Where was I? Oh, yes – so while I’m playing at being Charlize Theron or Keira Knightley in one of those perfume ads, and staring deep into Mr Suave’s gorgeous eyes, Dan’ll just be lying on the sofa watching TV, and only remembering that I don’t live with him any more when he glances across to see if I’ve noticed the covert nap that he’s just woken from. No more watching his eyes glaze over when I tell him about the Fembot’s latest idiotic idea, either, or when I ask him where we’ve gone wrong with Joel; no more being “mum” first, and a woman second, and no more boring Hannah without anything resembling a social life.

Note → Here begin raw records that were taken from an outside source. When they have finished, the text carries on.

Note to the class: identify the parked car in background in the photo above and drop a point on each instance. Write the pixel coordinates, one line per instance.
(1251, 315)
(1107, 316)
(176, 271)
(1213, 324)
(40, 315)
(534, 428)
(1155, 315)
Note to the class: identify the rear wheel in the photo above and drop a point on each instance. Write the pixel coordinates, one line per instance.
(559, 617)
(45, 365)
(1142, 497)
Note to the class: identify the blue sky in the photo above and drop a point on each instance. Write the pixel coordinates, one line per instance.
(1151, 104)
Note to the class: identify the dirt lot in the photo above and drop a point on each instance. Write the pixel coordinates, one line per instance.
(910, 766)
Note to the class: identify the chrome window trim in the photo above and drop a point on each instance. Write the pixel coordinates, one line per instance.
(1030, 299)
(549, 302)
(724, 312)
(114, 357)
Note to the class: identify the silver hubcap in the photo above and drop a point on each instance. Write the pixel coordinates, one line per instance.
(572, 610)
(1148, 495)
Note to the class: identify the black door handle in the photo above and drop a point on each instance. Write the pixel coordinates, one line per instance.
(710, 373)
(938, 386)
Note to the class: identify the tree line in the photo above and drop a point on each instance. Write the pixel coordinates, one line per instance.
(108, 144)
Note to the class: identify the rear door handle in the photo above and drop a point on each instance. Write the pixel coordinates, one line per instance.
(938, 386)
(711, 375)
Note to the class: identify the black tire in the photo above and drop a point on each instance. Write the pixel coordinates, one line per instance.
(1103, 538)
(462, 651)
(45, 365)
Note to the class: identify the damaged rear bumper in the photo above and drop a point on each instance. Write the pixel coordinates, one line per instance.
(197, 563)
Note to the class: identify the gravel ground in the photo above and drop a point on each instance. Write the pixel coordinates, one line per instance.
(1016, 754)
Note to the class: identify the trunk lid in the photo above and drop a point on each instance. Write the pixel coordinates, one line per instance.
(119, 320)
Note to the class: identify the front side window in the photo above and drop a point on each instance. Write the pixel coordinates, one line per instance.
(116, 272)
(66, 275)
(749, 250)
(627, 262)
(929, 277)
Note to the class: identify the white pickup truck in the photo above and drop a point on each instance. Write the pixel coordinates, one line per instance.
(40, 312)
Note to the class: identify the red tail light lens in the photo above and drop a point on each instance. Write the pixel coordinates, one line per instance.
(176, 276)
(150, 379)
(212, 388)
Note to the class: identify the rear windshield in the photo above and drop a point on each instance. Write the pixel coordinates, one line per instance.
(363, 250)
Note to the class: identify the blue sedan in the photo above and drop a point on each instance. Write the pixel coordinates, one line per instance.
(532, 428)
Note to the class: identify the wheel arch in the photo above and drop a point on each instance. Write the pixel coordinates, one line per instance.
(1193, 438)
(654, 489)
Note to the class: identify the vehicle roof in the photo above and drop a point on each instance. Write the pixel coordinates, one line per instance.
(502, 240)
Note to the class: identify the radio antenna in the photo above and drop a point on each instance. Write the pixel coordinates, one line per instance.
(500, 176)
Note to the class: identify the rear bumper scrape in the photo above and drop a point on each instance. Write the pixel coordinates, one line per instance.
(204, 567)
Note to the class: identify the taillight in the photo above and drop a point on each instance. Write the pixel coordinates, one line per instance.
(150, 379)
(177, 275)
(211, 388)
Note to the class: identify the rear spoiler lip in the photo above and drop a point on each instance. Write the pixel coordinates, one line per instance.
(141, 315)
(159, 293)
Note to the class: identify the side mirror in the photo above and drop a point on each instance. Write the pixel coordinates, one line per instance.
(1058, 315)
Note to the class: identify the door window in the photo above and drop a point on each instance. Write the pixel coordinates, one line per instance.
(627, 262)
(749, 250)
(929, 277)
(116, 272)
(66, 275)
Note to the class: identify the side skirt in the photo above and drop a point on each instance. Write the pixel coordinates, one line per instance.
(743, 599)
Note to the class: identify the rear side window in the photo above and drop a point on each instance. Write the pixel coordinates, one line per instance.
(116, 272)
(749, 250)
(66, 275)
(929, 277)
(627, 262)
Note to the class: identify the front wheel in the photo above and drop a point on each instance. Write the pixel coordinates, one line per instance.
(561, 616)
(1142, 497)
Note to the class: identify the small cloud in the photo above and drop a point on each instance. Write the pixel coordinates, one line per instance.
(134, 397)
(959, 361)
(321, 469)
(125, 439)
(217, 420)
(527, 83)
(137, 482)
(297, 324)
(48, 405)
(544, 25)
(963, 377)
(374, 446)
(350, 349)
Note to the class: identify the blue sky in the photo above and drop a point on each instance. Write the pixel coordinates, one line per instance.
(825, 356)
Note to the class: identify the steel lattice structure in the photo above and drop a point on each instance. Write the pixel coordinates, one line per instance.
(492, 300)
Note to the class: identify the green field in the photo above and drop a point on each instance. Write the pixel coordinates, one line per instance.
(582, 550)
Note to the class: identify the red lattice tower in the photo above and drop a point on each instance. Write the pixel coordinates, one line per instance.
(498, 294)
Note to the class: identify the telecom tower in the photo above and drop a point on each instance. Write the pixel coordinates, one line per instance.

I’ll get a makeover, and become a cougar or whatever Courteney Cox is called these days. It’s all going to be better than fine.

All I need to do to get to Friends-cum-perfume-advert land is take control. No more wallowing in self-pity, and no more keeping what’s happening to myself, in the hope that it will go away. Dan and I will tell Joel when he gets home from work tonight – just like we agreed we would last night. Then, as soon as I’ve found somewhere to live, I’ll move out, leaving the pair of them free to fill the whole house with empty toilet-roll inners, if they like. That’s if they can spare the time to go to the loo while binge-watching episodes of Half-Naked Brits in Ibiza. I won’t care. I’ll be too busy drinking, dancing and being interesting again. Just like I used to be when I married Dan, all those years ago.